The mean average recall @ k across the recommendations.

Return type

MAR@K (float)

mean_rank(relevant_items: Sequence[rexmex.metrics.ranking.X], recommendation: Sequence[rexmex.metrics.ranking.X])float[source]

Calculate the arithmetic mean rank (MR) of items in a ranked list.

Parameters
  • relevant_items – An N x 1 sequence of relevant items.

  • recommendation – An N x 1 sequence of ordered items.

Returns

The mean rank of the relevant items in a predicted.

mean_reciprocal_rank(relevant_items: List, recommendation: List)[source]

Calculate the mean reciprocal rank (MRR) of items in a ranked list.

Parameters
  • relevant_items (array-like) – An N x 1 array of relevant items.

  • recommendation (array-like) – An N x 1 array of ordered items.

Returns

The mean reciprocal rank of the relevant items in a predicted.

Return type

MRR (float)

normalized_discounted_cumulative_gain(y_true: numpy.array, y_score: numpy.array)[source]

Computes the Normalized Discounted Cumulative Gain (NDCG), a sum of the true scores ordered by the predicted scores, and then penalized by a logarithmic discount based on ordering. The score is normalized between [0.0, 1.0]

Parameters
  • y_true (array-like) – An N x M array of ground truth values, where M > 1 for multilabel classification problems.

  • y_score (array-like) – An N x M array of predicted values, where M > 1 for multilabel classification problems..

Returns

Normalized Discounted Cumulative Gain

Return type

NDCG (float)

normalized_distance_based_performance_measure(relevant_items: List, recommendation: List)[source]

Calculates the Normalized Distance-based Performance Measure (NPDM) between two ordered lists.
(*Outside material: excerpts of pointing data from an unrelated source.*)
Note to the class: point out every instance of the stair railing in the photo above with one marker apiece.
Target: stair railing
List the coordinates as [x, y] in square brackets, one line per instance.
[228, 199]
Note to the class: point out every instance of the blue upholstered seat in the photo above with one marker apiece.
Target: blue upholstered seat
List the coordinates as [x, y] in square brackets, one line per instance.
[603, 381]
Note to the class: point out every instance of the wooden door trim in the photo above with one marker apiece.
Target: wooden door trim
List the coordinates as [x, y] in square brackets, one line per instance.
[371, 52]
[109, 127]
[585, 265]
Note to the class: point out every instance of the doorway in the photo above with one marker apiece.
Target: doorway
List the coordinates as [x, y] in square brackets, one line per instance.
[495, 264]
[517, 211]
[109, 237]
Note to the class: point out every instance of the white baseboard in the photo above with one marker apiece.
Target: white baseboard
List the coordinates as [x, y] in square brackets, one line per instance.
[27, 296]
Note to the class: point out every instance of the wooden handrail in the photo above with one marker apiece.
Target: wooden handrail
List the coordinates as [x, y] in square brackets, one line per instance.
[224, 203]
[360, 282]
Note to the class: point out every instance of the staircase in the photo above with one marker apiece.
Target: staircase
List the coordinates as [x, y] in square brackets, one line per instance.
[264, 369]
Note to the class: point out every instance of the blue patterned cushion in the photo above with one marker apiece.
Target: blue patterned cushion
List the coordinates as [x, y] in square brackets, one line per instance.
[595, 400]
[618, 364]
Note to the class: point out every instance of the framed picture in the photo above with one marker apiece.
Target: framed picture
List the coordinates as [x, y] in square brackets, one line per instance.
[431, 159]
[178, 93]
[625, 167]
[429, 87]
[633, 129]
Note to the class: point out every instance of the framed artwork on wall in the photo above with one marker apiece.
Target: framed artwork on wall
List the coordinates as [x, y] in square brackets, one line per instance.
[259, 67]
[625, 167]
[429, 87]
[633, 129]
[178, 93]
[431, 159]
Two matching orderings return 0.0 while two unmatched orderings returns 1.0.

Parameters
  • relevant_items (List) – List of items

  • recommendation (List) – The predicted list of items

Returns

Normalized Distance-based Performance Measure

Return type

NDPM (float)

Metric Definition: Yao, Y. Y. “Measuring retrieval effectiveness based on user preference of documents.” Journal of the American Society for Information science 46.2 (1995): 133-145.

Definition from: Shani, Guy, and Asela Gunawardana. “Evaluating recommendation systems.” Recommender systems handbook. Springer, Boston, MA, 2011. 257-297

novelty(recommendations: List[list], item_popularities: dict, num_users: int, k: int = 10)[source]

Calculates the capacity of the recommender system to to generate novel and unexpected results.

Parameters
  • recommendations (List[list]) – A M x N array of items, where M is the number of predicted lists and N the number of recommended items

  • item_popularities (dict) – A dict mapping each item in the recommendations to a popularity value. Popular items have higher values.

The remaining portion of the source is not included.